Leavitt’s novel totally sneak-attacked me.  Lately, I’ve been much more interested in YA that features older protagonists, and reading about a high school freshman gave me some pause.  However, Leavitt’s strong writing, great characterization, and genuinely interesting premise kept me engaged, entertained, and unwilling to put the book down.  One of the strongest contemporary YA novels I’ve read recently, Sean Griswold’s Head doesn’t disappoint.

Told entirely from Payton’s point of view with excerpts of her focus-object journal interspersed between chapters, Leavitt manages to believably capture the voice and motivations of a teenage girl.  Payton is a good kid who loves her parents and her best friend, but she’s also a teenager: she’s a little selfish, totally stubborn, and unable to see the bigger picture when dealing with her own problems.  All of this could add up to Payton being really annoying, and yet in Leavitt’s hands, it doesn’t.  It just feels real.

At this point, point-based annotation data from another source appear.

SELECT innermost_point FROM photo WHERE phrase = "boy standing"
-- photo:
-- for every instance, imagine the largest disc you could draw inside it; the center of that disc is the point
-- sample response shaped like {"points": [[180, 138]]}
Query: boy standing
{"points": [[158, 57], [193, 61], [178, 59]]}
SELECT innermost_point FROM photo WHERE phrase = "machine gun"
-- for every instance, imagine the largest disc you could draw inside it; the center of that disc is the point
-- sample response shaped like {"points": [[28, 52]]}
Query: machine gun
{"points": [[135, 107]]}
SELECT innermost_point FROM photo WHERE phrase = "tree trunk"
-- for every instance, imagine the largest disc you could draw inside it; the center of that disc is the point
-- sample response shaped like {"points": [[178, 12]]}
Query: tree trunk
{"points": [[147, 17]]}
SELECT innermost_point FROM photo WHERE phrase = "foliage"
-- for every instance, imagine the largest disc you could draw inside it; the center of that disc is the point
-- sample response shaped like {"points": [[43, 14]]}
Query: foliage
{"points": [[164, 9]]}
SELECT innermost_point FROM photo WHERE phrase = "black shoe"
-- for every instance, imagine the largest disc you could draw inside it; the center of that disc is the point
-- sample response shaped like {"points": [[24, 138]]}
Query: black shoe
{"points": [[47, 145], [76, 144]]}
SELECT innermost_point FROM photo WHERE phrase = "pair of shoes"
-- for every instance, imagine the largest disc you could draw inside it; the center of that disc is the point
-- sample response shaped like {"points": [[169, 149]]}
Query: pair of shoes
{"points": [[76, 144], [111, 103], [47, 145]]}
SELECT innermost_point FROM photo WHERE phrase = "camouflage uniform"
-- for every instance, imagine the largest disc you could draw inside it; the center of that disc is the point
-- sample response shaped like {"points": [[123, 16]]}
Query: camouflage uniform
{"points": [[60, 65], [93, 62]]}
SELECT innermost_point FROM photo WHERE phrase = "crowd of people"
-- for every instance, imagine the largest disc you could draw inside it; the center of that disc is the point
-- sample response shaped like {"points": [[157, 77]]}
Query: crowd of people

Although it broaches the subject of MS, this book is not an in-depth exploration of it.  Leavitt’s book is much more about exploring one girl’s reaction to her father’s illness as well as the exploration of how life goes on despite hiccups and changes.  There’s a little romance here, too, but it’s more of a sweet addition to the story than anything else.  Balancing humor and seriousness, this is one that I’d recommend to all contemporary YA fans.

Sean Griswold’s Head by Lindsey Leavitt.  Bloomsbury: 2011.  Library copy.